Following an NSTA investigation into Esso’s sale to NEO of interests in 13 producing fields – including the Elgin Franklin fields, operated by TotalEnergies – the Regulator has set out where improvements can be made when licensees collaborate.
Collaboration is an obligation in the OGA Strategy and failure to comply with The Strategy is sanctionable under the Energy Act 2016. The transaction has now successfully completed and no further action will be taken by the NSTA, following the investigation.
The NSTA launched the investigation amid concerns that negotiations were progressing too slowly and the possible chilling effect this could have on investment. The investigation focused on collaboration between vendor, purchaser and operator.
In closing the investigation, the NSTA observed that the parties did collaborate, however, at times communication was lacking, roles should have been more clearly defined at the outset and not all negotiators had authority to negotiate “in the room”. These shortcomings may have delayed the transaction.

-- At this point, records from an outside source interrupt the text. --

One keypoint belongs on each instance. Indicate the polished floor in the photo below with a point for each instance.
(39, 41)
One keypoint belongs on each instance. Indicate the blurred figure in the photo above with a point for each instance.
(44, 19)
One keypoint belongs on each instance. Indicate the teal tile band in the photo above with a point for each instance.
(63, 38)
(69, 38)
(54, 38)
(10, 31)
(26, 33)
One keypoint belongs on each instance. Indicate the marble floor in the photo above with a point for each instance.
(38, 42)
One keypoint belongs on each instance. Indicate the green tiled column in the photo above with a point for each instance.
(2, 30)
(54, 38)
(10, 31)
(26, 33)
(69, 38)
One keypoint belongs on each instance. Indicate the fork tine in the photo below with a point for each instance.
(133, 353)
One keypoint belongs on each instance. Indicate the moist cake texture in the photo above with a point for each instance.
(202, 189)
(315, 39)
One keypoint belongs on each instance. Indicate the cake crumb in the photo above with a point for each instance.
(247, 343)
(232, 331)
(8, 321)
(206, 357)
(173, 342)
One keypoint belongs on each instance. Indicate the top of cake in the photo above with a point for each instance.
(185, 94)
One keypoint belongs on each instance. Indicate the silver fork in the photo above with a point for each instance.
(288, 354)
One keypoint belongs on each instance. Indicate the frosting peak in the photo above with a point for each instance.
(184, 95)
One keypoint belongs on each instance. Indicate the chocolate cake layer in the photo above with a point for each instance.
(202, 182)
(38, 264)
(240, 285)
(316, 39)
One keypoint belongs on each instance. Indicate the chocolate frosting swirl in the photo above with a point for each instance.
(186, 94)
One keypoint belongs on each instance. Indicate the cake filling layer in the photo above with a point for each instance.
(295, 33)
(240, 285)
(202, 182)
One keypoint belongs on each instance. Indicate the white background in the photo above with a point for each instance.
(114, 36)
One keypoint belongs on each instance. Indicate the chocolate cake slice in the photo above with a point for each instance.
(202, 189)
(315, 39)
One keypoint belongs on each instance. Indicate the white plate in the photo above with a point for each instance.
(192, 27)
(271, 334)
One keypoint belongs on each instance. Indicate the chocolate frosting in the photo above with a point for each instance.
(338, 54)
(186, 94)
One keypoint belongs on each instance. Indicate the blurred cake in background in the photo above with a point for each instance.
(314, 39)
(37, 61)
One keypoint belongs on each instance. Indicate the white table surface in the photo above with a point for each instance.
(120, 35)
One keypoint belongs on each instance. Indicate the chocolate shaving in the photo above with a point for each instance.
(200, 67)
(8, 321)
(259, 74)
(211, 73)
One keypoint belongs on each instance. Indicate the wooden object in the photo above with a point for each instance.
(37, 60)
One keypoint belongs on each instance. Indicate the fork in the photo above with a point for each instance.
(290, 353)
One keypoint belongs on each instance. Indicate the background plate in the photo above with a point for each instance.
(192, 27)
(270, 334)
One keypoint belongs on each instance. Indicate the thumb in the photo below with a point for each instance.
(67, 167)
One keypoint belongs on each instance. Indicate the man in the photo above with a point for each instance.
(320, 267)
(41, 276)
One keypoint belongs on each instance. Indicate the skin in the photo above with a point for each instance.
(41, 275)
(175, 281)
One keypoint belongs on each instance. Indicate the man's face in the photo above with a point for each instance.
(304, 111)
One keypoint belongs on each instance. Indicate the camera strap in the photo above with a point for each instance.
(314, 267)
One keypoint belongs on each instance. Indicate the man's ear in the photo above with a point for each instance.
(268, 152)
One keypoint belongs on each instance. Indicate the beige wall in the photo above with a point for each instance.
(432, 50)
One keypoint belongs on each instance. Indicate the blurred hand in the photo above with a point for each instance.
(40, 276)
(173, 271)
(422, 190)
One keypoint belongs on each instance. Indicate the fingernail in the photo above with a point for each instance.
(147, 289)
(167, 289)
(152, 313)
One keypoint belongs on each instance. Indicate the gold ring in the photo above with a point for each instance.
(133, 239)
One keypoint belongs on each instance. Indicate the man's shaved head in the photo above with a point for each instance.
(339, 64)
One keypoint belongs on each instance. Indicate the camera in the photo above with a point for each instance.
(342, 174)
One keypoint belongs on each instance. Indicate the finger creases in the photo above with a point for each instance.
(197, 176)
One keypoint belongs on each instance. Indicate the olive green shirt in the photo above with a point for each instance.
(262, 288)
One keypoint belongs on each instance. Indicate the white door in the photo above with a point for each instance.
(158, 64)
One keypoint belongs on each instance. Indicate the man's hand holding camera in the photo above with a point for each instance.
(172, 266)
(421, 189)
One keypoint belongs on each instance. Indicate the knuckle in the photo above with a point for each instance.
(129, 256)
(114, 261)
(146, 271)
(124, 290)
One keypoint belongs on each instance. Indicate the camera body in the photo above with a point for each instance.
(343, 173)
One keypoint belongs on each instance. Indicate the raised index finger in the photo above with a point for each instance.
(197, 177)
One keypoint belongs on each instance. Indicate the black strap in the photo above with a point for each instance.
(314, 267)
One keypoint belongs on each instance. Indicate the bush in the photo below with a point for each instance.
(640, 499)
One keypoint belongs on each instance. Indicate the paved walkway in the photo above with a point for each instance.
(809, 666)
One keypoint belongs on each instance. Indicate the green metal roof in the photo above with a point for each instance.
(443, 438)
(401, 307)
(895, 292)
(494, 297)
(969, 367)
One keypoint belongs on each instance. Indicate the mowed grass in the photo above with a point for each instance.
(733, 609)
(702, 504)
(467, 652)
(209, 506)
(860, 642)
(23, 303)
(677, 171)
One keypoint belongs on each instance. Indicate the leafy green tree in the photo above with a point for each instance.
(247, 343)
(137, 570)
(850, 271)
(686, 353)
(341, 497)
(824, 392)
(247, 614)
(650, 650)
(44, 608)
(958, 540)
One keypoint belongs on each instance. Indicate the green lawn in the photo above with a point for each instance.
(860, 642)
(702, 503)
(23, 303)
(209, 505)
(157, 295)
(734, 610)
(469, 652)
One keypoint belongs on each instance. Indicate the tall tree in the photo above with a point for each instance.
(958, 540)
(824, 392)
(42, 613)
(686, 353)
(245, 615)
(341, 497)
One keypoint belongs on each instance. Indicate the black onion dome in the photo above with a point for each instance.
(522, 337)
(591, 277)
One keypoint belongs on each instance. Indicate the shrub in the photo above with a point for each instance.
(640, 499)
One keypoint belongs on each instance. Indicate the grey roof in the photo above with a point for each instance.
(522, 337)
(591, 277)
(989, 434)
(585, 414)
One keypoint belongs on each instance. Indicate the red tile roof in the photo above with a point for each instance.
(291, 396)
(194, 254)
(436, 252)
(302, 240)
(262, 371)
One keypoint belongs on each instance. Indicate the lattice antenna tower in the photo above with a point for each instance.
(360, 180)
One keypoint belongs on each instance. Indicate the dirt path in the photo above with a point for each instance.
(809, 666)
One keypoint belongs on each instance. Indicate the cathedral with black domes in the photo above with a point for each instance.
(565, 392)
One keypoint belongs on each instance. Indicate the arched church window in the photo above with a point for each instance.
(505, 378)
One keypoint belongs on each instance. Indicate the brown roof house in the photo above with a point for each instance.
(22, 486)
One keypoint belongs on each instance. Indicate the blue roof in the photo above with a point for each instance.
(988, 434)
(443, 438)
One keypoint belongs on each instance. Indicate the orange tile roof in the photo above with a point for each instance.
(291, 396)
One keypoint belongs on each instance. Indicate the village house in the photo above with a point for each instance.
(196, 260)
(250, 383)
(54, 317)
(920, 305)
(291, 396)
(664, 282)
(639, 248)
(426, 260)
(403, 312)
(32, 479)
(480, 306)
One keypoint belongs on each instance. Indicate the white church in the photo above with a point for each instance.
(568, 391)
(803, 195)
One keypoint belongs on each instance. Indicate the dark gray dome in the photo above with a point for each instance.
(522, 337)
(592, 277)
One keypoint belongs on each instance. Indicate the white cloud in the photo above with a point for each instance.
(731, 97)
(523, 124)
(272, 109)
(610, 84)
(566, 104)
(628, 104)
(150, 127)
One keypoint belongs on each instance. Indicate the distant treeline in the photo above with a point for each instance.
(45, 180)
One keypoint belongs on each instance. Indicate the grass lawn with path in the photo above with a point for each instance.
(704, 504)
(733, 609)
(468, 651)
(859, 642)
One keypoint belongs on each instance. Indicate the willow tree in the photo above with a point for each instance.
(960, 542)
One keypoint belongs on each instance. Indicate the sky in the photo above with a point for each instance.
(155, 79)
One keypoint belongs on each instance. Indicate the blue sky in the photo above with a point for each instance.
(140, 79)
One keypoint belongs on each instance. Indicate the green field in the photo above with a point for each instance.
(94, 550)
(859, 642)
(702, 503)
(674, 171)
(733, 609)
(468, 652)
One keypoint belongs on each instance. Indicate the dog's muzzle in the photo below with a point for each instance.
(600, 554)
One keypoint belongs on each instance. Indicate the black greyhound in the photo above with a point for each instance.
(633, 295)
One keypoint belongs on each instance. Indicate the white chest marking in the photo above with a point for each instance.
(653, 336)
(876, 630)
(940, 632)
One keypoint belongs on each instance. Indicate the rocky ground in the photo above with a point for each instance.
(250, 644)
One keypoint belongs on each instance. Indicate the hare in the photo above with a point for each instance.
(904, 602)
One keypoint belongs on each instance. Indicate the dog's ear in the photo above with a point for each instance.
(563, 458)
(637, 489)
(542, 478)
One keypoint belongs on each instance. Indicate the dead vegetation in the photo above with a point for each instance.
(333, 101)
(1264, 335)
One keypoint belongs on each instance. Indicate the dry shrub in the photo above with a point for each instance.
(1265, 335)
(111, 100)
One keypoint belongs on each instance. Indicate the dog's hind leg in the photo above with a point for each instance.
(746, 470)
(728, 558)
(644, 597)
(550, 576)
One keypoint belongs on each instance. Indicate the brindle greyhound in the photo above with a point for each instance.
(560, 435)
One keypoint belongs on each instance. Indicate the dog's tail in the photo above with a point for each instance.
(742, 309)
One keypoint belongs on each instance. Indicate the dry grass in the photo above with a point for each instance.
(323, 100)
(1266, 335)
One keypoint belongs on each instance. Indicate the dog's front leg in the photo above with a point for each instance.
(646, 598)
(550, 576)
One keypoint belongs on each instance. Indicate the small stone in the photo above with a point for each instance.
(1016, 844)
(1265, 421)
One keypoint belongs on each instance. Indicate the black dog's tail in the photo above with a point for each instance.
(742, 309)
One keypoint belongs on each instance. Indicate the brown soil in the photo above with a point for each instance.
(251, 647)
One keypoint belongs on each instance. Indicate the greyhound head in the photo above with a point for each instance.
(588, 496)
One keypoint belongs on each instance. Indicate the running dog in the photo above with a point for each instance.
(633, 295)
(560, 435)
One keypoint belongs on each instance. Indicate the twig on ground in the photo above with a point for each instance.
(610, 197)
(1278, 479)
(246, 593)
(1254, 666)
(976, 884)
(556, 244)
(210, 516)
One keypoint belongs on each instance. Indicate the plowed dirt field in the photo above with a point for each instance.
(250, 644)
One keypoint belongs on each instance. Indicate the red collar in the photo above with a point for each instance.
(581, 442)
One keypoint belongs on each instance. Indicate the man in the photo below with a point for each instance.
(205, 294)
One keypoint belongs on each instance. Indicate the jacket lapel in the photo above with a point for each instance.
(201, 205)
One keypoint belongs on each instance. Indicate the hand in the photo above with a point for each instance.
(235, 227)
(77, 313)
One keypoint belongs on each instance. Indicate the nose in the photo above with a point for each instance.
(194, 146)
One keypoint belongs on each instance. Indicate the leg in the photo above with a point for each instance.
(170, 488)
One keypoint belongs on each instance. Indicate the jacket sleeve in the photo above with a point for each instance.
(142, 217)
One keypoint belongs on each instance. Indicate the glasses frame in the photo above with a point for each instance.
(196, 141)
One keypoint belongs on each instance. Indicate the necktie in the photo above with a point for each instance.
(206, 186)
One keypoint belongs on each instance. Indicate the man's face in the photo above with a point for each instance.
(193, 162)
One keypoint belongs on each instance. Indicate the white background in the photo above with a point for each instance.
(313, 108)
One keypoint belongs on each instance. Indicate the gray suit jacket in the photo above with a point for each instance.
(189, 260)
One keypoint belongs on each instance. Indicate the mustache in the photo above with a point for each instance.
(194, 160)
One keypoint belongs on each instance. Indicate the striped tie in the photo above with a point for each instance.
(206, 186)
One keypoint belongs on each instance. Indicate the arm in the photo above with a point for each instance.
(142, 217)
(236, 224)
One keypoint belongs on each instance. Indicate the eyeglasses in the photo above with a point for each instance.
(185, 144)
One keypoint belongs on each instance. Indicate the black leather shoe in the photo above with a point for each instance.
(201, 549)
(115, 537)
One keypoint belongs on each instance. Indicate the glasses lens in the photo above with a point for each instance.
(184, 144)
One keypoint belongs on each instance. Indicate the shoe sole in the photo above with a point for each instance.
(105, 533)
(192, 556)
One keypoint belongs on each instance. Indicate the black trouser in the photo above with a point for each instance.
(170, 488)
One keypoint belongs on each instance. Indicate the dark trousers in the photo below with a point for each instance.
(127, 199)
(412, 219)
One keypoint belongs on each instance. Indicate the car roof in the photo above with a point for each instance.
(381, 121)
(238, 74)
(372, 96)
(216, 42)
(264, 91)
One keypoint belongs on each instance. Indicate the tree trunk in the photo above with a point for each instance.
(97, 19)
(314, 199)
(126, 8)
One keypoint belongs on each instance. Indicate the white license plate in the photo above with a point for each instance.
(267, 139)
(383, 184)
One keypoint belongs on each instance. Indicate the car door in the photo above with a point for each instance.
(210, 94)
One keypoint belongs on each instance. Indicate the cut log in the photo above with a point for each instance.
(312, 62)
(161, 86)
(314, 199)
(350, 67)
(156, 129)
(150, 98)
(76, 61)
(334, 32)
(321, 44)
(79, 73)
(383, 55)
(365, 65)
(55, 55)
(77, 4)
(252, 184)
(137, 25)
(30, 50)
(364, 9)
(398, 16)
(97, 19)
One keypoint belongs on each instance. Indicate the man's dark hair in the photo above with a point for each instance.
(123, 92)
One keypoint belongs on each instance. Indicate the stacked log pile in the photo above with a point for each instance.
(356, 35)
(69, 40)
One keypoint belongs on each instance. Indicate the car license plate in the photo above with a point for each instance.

Industry-developed guidance, which includes the Commercial Code of Practice 2016 and Negotiations Best Practice, March 2017, emphasises the significance of:
- defining a realistic timetable to completion at the outset
- transparency of communication with joint venture partners
- authorising lead negotiators to negotiate “in the room”
- avoiding demands for open-ended spending commitments and unlimited guarantees
This industry-developed guidance provides a strong framework, which industry is expected to follow. Where there is evidence of repeated examples of poor behaviour, or a failure to collaborate, the NSTA will not hesitate to use its sanction powers.
NSTA Director of Regulation, Tom Wheeler, said:
“Billions of pounds in new investment will be needed if the North Sea is to play its vital role in the energy transition. This case, which is by no means unique, highlights the importance of industry following its own practice guidelines, to avoid putting off new investors.
“We recognise that there is a balance to be struck between this and the need for licensees to manage counterparty risks. The NSTA is carefully examining this issue and intends to consult on this and other related matters in the coming months.”
Notes to editors:
- Esso was divesting a portfolio of assets to NEO. The Esso press announcement, which was published under the name of ExxonMobil, reads: “The agreement includes ownership interests in 14 producing fields operated primarily by Shell, including Penguins, Starling, Fram, the Gannet Cluster and Shearwater; Elgin Franklin fields operated by Total; and interests in the associated infrastructure. ExxonMobil’s share of production from these fields was approximately 38,000 oil-equivalent barrels per day in 2019.” (One of the 14 fields was subsequently removed from the package.)
- The investigation was conducted under the NSTA’s Sanction Procedure (see press release dated 26 October 2021)
- The NSTA has the duty to regulate the industry and has communicated to industry the strategic significance the NSTA places on regulatory compliance to support industry’s “social licence to operate”.